I’ve been in a bunch
of meetings over the past few months with buyout guys who say things like, “we’re
in the seventh inning of the credit crunch.”
In fact, it seems like every time I turn on CNBC or read the Bloomberg,
the inning metaphor is up at the plate.
The use of innings
as a proxy for time seems like a swing and a miss to me, though. Since baseball is alone among major sports in
allowing the defense to control the ball, the sport is liberated from the
tyranny of time marching inexorably forward.
I like football and basketball as much as the next guy, but the practice
of running out the clock by taking a knee or dribbling around the floor has
always seemed vaguely anticlimactic to me.
You just gotta get
that third out in the ninth inning and it could take all day to get it done. As a young pitcher, I once allowed six consecutive
hits (!) with two outs in the last inning.

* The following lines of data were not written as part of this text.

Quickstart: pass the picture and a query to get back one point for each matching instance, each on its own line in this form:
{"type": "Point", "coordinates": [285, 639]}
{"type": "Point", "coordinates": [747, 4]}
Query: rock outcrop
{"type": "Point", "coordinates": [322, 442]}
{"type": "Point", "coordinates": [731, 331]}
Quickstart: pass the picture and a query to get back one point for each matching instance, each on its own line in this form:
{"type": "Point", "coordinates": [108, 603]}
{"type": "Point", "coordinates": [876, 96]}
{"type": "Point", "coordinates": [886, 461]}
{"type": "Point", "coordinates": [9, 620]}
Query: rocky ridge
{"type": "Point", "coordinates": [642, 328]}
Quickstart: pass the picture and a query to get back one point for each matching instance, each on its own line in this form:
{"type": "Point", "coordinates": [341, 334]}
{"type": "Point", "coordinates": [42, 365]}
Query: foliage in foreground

In fifteen minutes, a fine pitching performance was undone and I went
from complete-game winner to hard-luck loser. All for want of just one more out . . .
A late inning grand
slam can turn a blowout into a tight game and completely reverse a game’s momentum;
anything can happen and the clock won’t bail you out. And that’s what makes the metaphor funky: it
almost doesn’t matter what inning of the game you’re in, something totally discontinuous
can occur at any moment.
Maybe that actually makes
the metaphor brilliant? Perhaps embedded
in the sense of progress toward the conclusion, there might be an implicit acknowledgement
that the credit crunch is not unlike a baseball game. And we know what they say
about ballgames: it ain’t over until it’s over.